Census proposed the new COO data element in 2021, saying it would help the U.S. better collect foreign trade statistics by requiring U.S. exporters of foreign-produced goods to declare the origin for their item in AES (see 2112140033). The agency last year received mostly opposing comments on the proposal, with trade groups saying the change could lead to costly compliance challenges (see 2203160026).

NCBFAA resubmitted its comments to Census this month in response to the agency’s recent information collection that mentioned the proposed COO requirement (see 2211180006). Census also mentioned the proposed rule in its fall 2022 regulatory agenda, which listed a June publication date for a final version of the rule. A Census spokesperson at the time said the agency hadn’t yet decided whether to finalize the rule, and that the June date was an estimate.

Although Census said U.S. exporters told it the COO information “would be readily available,” NCBFAA disagreed. “NCBFAA members’ experiences working with these exporters inform the Association that many of these companies will not have the information readily available and they will have to develop processes to obtain that information and manage their inventories,” the trade group said in its official comments to Census.

While larger companies may be able to pull from databases “or other means of tracking” to gather COO information, medium and small companies, as well as occasional exporters, may not have those abilities, NCBFAA said. “It would be very time consuming for these companies to find a way to track the countries of origin for their products in an organized manner that would allow them to have the information readily available for each export’s EEI filing.”

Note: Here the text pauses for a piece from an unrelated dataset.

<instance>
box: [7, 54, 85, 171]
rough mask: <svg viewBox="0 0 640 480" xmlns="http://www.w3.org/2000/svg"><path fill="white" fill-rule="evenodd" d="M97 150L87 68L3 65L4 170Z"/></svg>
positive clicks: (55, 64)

Even if the U.S. Principal Parties in Interest already separate their domestically sourced products from foreign-sourced ones, they would then have to go “a step further” to separate their foreign-sourced goods by country, NCBFAA said. Before they export, they would then have to determine which country represents the largest value or include the COO on the documents submitted to the EEI filer. “This could represent a real challenge to smaller businesses,” the association said.

NCBFAA also stressed Census would need to conduct “a great deal of outreach” before implementing the new data element. But despite “excellent” past Census outreach efforts, NCBFAA said freight forwarders would likely be forced to educate companies that didn’t “know that they had to be ‘reached’” by communicating with those businesses one at a time.

“This is already a time-consuming process at a critical point in the supply chain, and it sometimes results in delays and costs associated with those delays,” NCBFAA said. “Explaining this new requirement and fielding the inevitable questions regarding components, co-mingled products, goods consisting of multi origin components” and more “would add significant time to an already burdensome process.”

The group also acknowledged there “may be benefits” to collecting the information, but “gathering a single COO does not provide full, accurate data and would substantially water down the potential benefits.” NCBFAA pointed to “substantial gaps” in the collection requirement, including: “Missing COOs for goods that are substantially transformed, resulting in a new HTS/Schedule B code, would qualify as ‘D’ Domestic based on the definition of ‘Foreign’ in the” Foreign Trade Regulations.” Census may also encounter “Missing declarations for all transactions exempted from EEI filing.”

NCBFAA recommended Census see whether it can use customs entry information to obtain the COO information, research whether “drawback data in conjunction with Customs Entry data might be valuable” or “review the data that Census is already receiving on imports.” The group said it “reemphasizes that should Census determine that it is necessary to collect all the COOs for a single HTS/Schedule B code in order to give accurate statistics and satisfy the purposes stated in the NPRM, such a requirement would be complicated, costly, and a substantial impact on processes.”

A Census spokesperson said Jan. 23 that the agency is still reviewing comments and "having internal discussion in order to make a final decision on whether to add the new" data element. "The rule has required extensive discussion and therefore we are not in a position to make a final decision."